Segundo o activista, estes casos "superam até o que a própria PIDE (ex-polícia política portuguesa) fazia, porque (na altura) tinha de haver um nexo para um indivíduo ser acusado de um crime e em Angola não é necessário este nexo".

O activista angolano, que se encontra em Portugal para um debate organizado pela Amnistia Internacional, sublinhou que não se pode comparar o antigo regime da África do Sul porque obedecia a lógicas de sistematização contínuas, mas acusa Angola de "copiar métodos brutais que justificam a manutenção do poder aplicados de forma arbitrária", como foi a prática da inclusão da raça no bilhete de identidade.

"Depois da queda do regime do 'apartheid' (1994), o único país do mundo que introduziu a raça para classificar os seus cidadãos foi Angola. Até há pouco tempo, nós angolanos tínhamos a raça no Bilhete de Identidade e aos dirigentes era permitido escolher a sua raça. O dirigente tinha o poder de dizer que queria ser negro, mestiço, ou branco, como bem lhe aprouvesse e os outros eram classificados de forma arbitrária", recordou Rafael Marques.

O activista considerou ainda que a actual "vaga repressiva" e de supressão de direitos está a virar-se contra o próprio poder.

"Em Novembro, vamos celebrar 40 anos de independência e a ironia é que vamos celebrar clamando pela liberdade que sempre foi negada aos angolanos e o Governo - neste caso o Presidente da República - está a fazer tudo para que os angolanos despertem a consciência social de uma forma mais acelerada", referiu.
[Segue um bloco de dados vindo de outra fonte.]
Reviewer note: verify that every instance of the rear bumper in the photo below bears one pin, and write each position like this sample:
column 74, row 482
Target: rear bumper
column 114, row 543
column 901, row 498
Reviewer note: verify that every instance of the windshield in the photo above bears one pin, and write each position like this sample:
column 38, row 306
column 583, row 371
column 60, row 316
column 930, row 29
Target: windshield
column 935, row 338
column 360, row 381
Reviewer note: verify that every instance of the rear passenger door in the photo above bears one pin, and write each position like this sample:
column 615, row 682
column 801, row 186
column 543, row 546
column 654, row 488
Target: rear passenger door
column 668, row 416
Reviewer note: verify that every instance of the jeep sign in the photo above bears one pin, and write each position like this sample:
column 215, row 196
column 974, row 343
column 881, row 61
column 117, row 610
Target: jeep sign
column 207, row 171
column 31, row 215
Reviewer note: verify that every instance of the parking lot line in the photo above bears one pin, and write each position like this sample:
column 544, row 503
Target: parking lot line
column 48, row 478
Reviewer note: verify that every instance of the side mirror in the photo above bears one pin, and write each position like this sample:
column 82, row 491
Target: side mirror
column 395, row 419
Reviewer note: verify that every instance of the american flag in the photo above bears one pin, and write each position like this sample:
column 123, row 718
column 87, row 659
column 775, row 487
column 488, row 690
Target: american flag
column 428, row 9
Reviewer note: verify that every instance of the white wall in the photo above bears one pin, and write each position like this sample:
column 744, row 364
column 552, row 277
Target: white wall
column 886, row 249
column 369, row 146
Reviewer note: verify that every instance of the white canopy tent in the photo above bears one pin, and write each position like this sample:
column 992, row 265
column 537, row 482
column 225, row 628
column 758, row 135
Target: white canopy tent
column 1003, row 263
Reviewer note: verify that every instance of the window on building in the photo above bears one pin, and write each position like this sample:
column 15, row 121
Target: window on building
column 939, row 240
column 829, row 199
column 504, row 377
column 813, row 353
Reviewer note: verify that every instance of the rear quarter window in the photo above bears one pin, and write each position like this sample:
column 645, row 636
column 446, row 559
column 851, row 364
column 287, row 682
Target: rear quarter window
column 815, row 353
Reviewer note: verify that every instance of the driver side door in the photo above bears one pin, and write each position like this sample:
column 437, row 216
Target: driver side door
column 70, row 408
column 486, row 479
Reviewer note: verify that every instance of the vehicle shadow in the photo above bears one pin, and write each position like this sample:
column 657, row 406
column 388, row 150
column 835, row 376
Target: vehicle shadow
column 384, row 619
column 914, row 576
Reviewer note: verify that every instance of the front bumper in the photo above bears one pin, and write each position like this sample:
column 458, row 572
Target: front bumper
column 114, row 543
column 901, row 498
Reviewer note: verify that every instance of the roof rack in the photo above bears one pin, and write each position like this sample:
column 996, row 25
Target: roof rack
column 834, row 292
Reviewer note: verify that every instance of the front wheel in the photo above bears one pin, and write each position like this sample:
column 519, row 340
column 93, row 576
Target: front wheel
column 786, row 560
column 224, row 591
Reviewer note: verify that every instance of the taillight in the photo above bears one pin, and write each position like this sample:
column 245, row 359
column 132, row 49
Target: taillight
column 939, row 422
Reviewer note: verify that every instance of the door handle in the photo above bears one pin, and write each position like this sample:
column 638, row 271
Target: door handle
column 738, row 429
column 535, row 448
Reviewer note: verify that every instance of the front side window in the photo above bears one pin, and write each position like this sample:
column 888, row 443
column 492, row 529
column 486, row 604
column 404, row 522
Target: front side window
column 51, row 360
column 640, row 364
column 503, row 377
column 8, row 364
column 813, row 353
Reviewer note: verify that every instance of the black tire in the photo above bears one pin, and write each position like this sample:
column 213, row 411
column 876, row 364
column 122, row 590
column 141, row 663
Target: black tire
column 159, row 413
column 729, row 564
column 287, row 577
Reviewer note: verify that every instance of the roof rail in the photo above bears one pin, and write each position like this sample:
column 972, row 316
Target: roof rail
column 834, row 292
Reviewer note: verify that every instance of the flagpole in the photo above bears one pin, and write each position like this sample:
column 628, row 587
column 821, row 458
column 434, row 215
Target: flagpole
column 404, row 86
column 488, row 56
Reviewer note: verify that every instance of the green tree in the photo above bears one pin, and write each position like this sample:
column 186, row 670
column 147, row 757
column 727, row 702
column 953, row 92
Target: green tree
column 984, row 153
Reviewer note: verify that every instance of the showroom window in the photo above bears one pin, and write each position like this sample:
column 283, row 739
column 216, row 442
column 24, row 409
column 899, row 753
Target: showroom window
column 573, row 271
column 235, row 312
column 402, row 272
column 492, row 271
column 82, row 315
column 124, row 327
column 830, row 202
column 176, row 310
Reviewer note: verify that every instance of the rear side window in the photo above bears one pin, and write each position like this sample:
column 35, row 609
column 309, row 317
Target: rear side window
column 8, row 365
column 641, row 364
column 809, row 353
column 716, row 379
"Em Angola o regime funciona por via de um triângulo: a corrupção, a repressão e a propaganda. A propaganda, com as redes sociais, deixou de ter efeito, só o regime ouve a sua própria propaganda. A corrupção, com a crise do petróleo, com o saque desenfreado e o esbanjamento dos fundos públicos também perdeu o seu efeito. Fica a repressão. Mas, neste momento o que notamos é que também a repressão está a perder o seu efeito", considerou Rafael Marques.

O activista angolano foi condenado, em Maio, em Angola, a seis meses de prisão com pena suspensa durante dois anos, na sequência de denúncias de violações de direitos humanos feitas no livro "Diamantes de Sangue, Corrupção e Tortura em Angola".

O caso encontra-se em fase de recurso nos tribunais angolanos.

Rafael Marques participa numa conversa aberta sobre Angola, na sexta-feira, em Lisboa, organizada pela Amnistia Internacional, que vai decorrer na Faculdade de Direito da Universidade de Lisboa, em que participam a eurodeputada Ana Gomes e o escritor angolano José Eduardo Agualusa.